Ein lukratives Pflaster ist zum Beispiel das citynahe Friedrichshain. Dort werden weit über zwanzig große Gewerbestandorte privatisiert und danach ausgebaut, erzählt der dortige Baustadtrat Gerd Hannemann (CDU). Dazu gehören der Bereich um den Ostbahnhof und das Ostkreuz. Begehrt ist auch das riesige Gelände des Glühlampenwerkes Narva, das letztes Jahr in Konkurs ging.

Entschieden, sagt Hannemann, sei hier noch nichts. Vorsichtshalber aber untersucht schon mal der Berliner Architekt Jürgen Sawade im Auftrag der Westberliner Klingbeil- Gruppe, was man mit Narva anfangen könnte. Entschieden ist bereits über einige Grundstücke an der Frankfurter Allee, die teils verkauft, teils per Option versprochen wurden. So hat die Treuhand die ehemalige Filter- und Vergaserfabrik an der Frankfurter Allee 69-71 veräußert und zwar an die Münchener Firma Doblinger. Das ist ein Großunternehmen, das letztes Jahr in den Schlagzeilen stand, als es in Bayern 33.000 Wohnungen der Neue-Heimat-Holding BGAG aufkaufte und die Mieten zum Teil verdoppelte. Was die Firma für den über 4.000 Quadratmeter großen Gewerbestandort in Friedrichshain bezahlt hat, kann man nur schätzen: zwischen 300 und 1.000 Mark für den Quadratmeter. Investieren wird Doblinger weitere 100 Millionen Mark, versichert Hannemann.

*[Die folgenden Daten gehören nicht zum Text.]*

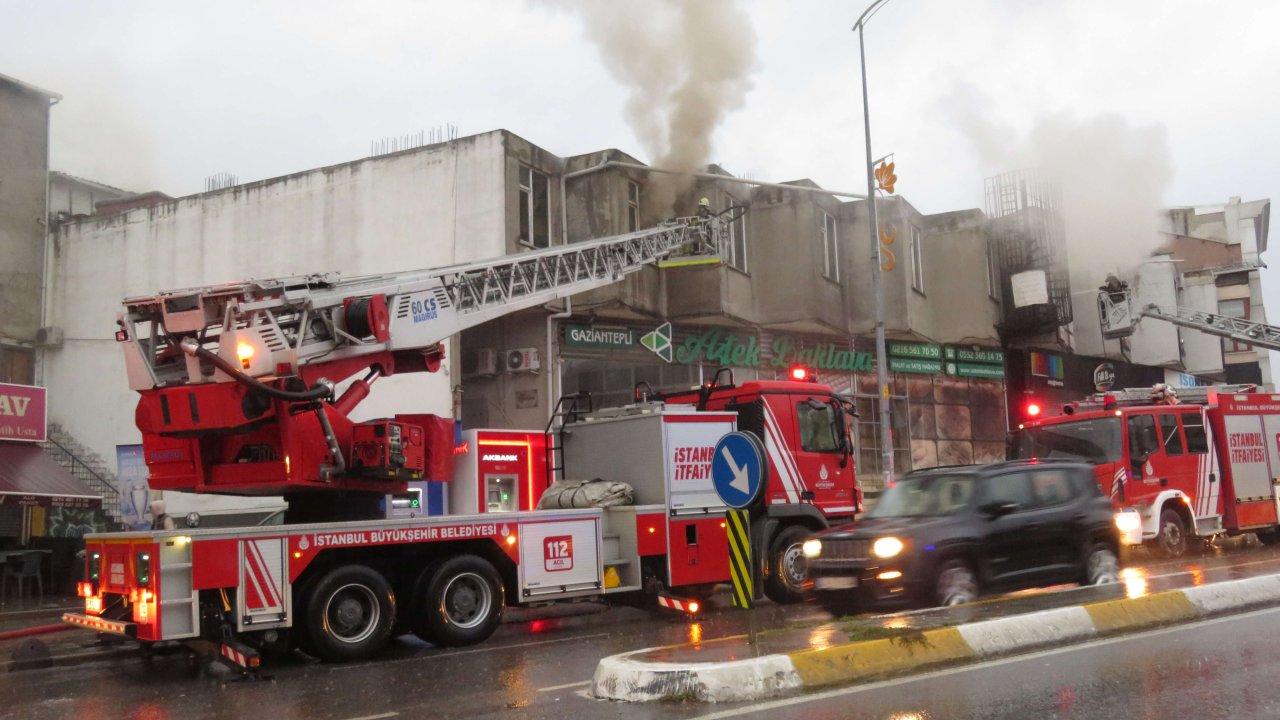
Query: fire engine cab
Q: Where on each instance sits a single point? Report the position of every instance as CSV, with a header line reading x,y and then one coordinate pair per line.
x,y
237,395
1178,465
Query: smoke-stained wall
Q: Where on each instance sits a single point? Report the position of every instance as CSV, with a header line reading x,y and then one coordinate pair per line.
x,y
420,208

Bedarf an Vergasern gehe »langfristig« zurück

Das Firmeninteresse gilt jedoch nur dem Grundstück. Zwar hat sich Doblinger vertraglich festgelegt, die Ausbildung der Lehrlinge zu Ende zu führen, langfristig werde jedoch »der Bedarf an Vergasern für den Trabant stark zurückgehen«, wie es Firmensprecher Dr. Drenser mit sanfter Ironie formuliert. Man plane, so Dr. Drenser, dort ein Hotel und eine Ladenpassage, womöglich auch Büros zu errichten. Während Doblinger die Statik der alten Fabrikgebäude auf dem Gelände erst mal prüfen lassen will, rechnet Hannemann mit dem Abriß. Sonst werde das Gelände nicht vollständig ausgenutzt, sagt er. Der Spitzhacke zum Opfer fallen wird neben einigen typischen Ziegelbauten der Jahrhundertwende auch ein nur drei Jahre alter Neubau, der, so Hannemann, »nicht in das Konzept paßt«. Inzwischen überlegt sich Doblinger gar, ob man nicht einige der Wohnhäuser an der Frankfurter Allee abreißen lassen könnte.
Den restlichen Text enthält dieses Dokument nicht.